Thomas "Toivi" Blatt was born on April 15, 1927 to a Jewish family in Izbica, Poland. He had a brother. On April 28, 1943, Blatt and his family, with about 400 other Jewish people from Izbica, was transported by the Germans to Sobibor, built as an extermination camp. All of Blatt's family were killed there, along with most of the people from his village. In total, an estimated 250,000 Jews from Poland, France and the Netherlands were murdered at Sobibor as well as 1,000 Gentile Poles.

Blatt was among the 300 prisoners who participated in an uprising on October 14, 1943 and escaped from Sobibor. While fleeing the SS at the age of 16, Blatt was shot in the jaw. He escaped and survived the war, but still carried that bullet. After the mass escape, the Germans closed and dismantled the camp. They bulldozed over the site and planted numerous trees to hide it. The site has been commemorated since the end of the war.
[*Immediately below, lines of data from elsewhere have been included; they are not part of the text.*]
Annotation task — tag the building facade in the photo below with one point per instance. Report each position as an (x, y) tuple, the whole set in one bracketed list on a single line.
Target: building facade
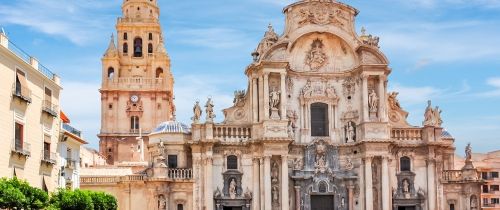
[(29, 125), (137, 85), (315, 130)]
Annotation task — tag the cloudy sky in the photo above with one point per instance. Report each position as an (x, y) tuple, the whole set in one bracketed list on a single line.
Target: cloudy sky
[(444, 50)]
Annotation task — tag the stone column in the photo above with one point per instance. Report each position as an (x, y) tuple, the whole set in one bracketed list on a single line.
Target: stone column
[(284, 183), (283, 96), (386, 203), (209, 197), (266, 96), (297, 198), (364, 92), (256, 185), (267, 183), (255, 100), (368, 184), (383, 101), (431, 184)]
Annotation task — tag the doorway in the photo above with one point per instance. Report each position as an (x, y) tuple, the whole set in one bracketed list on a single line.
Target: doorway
[(322, 202)]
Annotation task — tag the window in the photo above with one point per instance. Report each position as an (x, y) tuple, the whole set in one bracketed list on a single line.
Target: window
[(19, 137), (159, 73), (172, 161), (319, 119), (405, 164), (137, 47), (150, 48), (134, 123), (125, 48), (232, 162)]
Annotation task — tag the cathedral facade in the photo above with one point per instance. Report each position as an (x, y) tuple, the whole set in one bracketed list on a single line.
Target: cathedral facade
[(316, 129)]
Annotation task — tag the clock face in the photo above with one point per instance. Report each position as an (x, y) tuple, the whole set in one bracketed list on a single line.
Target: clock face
[(134, 98)]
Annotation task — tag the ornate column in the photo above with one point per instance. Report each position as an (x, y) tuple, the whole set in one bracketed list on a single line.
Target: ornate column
[(386, 202), (297, 197), (431, 184), (368, 183), (382, 115), (256, 185), (266, 96), (255, 100), (267, 183), (209, 197), (283, 96), (364, 92), (284, 183)]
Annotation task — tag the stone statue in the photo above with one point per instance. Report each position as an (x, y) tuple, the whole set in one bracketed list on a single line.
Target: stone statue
[(373, 100), (468, 152), (232, 189), (209, 110), (197, 112)]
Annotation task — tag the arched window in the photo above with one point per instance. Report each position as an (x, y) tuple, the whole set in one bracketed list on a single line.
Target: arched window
[(125, 48), (232, 162), (134, 123), (319, 119), (159, 73), (137, 47), (405, 163), (111, 73), (150, 48)]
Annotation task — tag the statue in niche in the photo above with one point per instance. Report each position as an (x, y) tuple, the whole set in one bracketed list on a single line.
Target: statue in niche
[(209, 109), (232, 189), (316, 57), (373, 100), (197, 112), (432, 115)]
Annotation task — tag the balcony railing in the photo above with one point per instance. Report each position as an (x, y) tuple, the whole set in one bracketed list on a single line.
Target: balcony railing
[(226, 133), (48, 157), (406, 134), (49, 108), (21, 148), (72, 130), (23, 93)]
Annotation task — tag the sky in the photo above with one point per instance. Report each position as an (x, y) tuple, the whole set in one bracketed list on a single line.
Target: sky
[(447, 51)]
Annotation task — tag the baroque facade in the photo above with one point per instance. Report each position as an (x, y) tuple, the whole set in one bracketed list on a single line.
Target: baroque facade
[(316, 129)]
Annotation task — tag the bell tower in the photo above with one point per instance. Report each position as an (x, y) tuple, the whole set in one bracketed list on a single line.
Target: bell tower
[(137, 84)]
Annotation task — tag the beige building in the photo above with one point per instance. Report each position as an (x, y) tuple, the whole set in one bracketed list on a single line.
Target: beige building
[(315, 130), (488, 165), (29, 109), (137, 85)]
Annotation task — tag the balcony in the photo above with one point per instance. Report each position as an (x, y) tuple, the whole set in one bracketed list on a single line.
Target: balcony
[(72, 130), (48, 157), (49, 108), (226, 133), (23, 93), (21, 148)]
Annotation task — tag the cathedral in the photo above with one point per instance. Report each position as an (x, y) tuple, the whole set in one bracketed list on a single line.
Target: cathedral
[(316, 129)]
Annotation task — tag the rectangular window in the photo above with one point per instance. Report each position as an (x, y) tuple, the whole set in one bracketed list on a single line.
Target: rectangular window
[(19, 136), (172, 161)]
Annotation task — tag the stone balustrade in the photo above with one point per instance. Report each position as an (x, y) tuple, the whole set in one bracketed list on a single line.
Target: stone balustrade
[(227, 133), (407, 134)]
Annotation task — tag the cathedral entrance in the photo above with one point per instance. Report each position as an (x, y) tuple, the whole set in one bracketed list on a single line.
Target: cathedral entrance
[(322, 202)]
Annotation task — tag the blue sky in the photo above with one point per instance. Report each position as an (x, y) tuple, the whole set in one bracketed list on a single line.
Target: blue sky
[(444, 50)]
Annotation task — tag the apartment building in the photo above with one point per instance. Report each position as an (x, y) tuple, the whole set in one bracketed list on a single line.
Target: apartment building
[(29, 117)]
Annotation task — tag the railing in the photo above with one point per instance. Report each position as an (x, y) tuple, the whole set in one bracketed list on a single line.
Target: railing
[(72, 130), (21, 148), (135, 82), (49, 107), (24, 93), (48, 157), (406, 134), (232, 133), (180, 173)]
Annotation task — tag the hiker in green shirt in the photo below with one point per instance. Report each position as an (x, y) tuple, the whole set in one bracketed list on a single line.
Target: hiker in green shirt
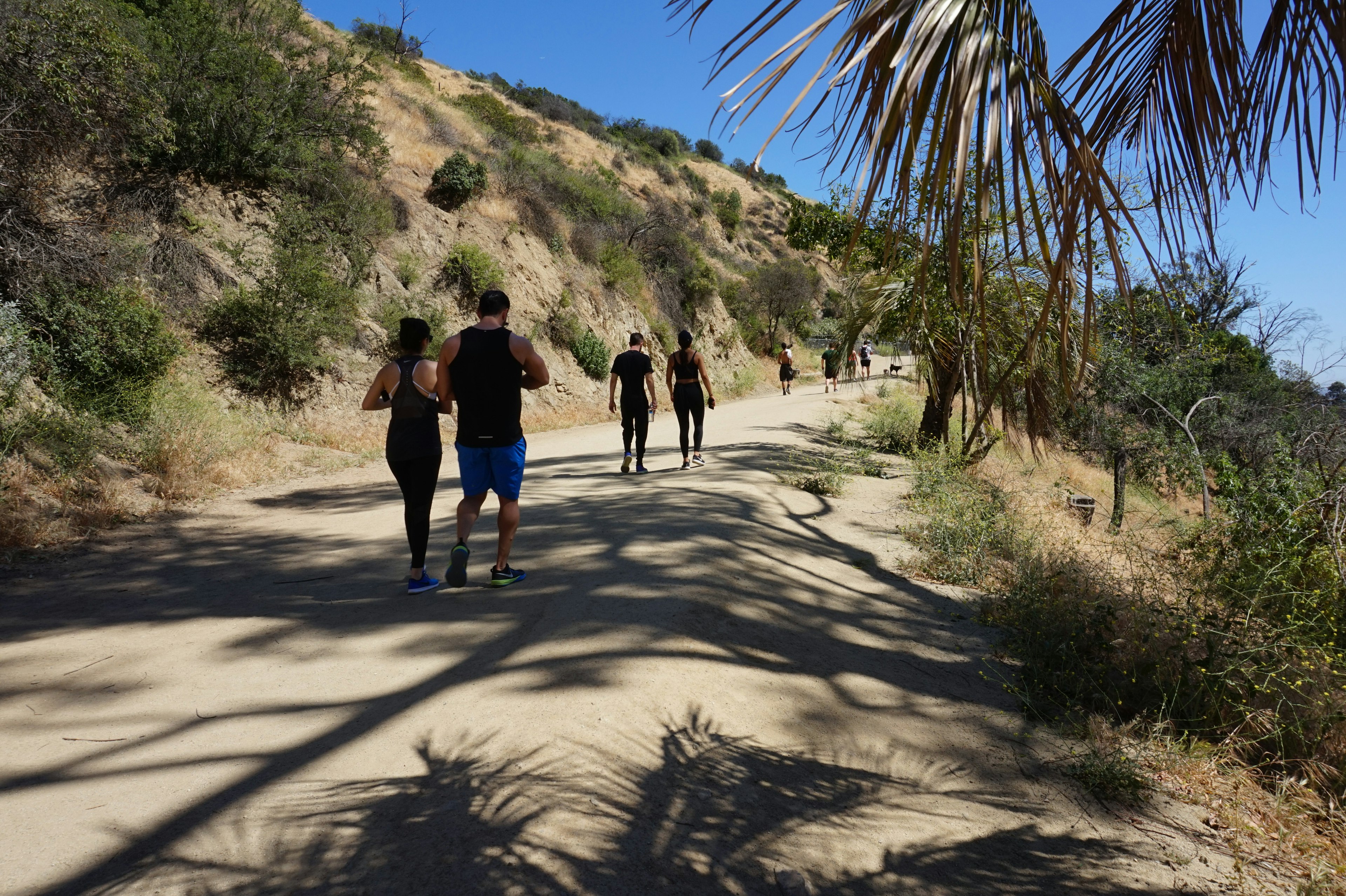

In 1958 Blatt emigrated from Europe to Israel and later to the United States. In the late 1970s and 1980s, he worked for Richard Rashke, an American journalist and author, to locate and interview Sobibor survivors. Rashke wrote Escape from Sobibor (1983), about the revolt at the camp.

Blatt also did his own research. In 1983 he interviewed Karl Frenzel, a German who had been third in command at Sobibor, after his release from prison on appeal. Frenzel had been convicted at trial and sentenced to life in prison for his actions at the camp. After serving 16 years, he was released on appeal due to a technicality. Blatt believes his interview (included below as "A Confrontation with a Murderer") was the first time after World War II that an extermination camp survivor spoke face-to-face with a camp staff member.